A surd is a square root number that doesn’t give a whole number answer, e.g. \sqrt{3}.

More generally, we get a surd when we take the square root of a number that isn’t a square number – so \sqrt{2},\sqrt{3},\sqrt{5} are all surds. There are 7 key skills you need to learn when manipulating surds.

This topic will require a good understanding of:

Level 6-7GCSEAQAEdexcelOCRWJECEdexcel iGCSE

Skill 1: Multiplying Surds 

When multiplying surds you simply multiply the numbers inside the square root.

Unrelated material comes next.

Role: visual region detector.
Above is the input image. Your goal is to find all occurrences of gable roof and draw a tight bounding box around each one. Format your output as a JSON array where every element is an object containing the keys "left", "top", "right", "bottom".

\sqrt{\textcolor{red}{a}} \times \sqrt{\textcolor{blue}{b}} = \sqrt{\textcolor{red}{a}\times \textcolor{blue}{b}}

Example: 

\sqrt{7} \times \sqrt{2} = \sqrt{7 \times 2} = \sqrt{14}

2\sqrt{2} \times 3\sqrt{5} = 2\times 3 \times \sqrt{2\times5} = 6\sqrt{10}

\sqrt{6}^2 = \sqrt{6} \times \sqrt{6} = \sqrt{6\times6} =\sqrt{36} = 6

Level 6-7GCSEAQAEdexcelOCRWJECEdexcel iGCSE

Skill 2: Dividing Surds 

When dividing surds you simply divide the numbers inside the square root.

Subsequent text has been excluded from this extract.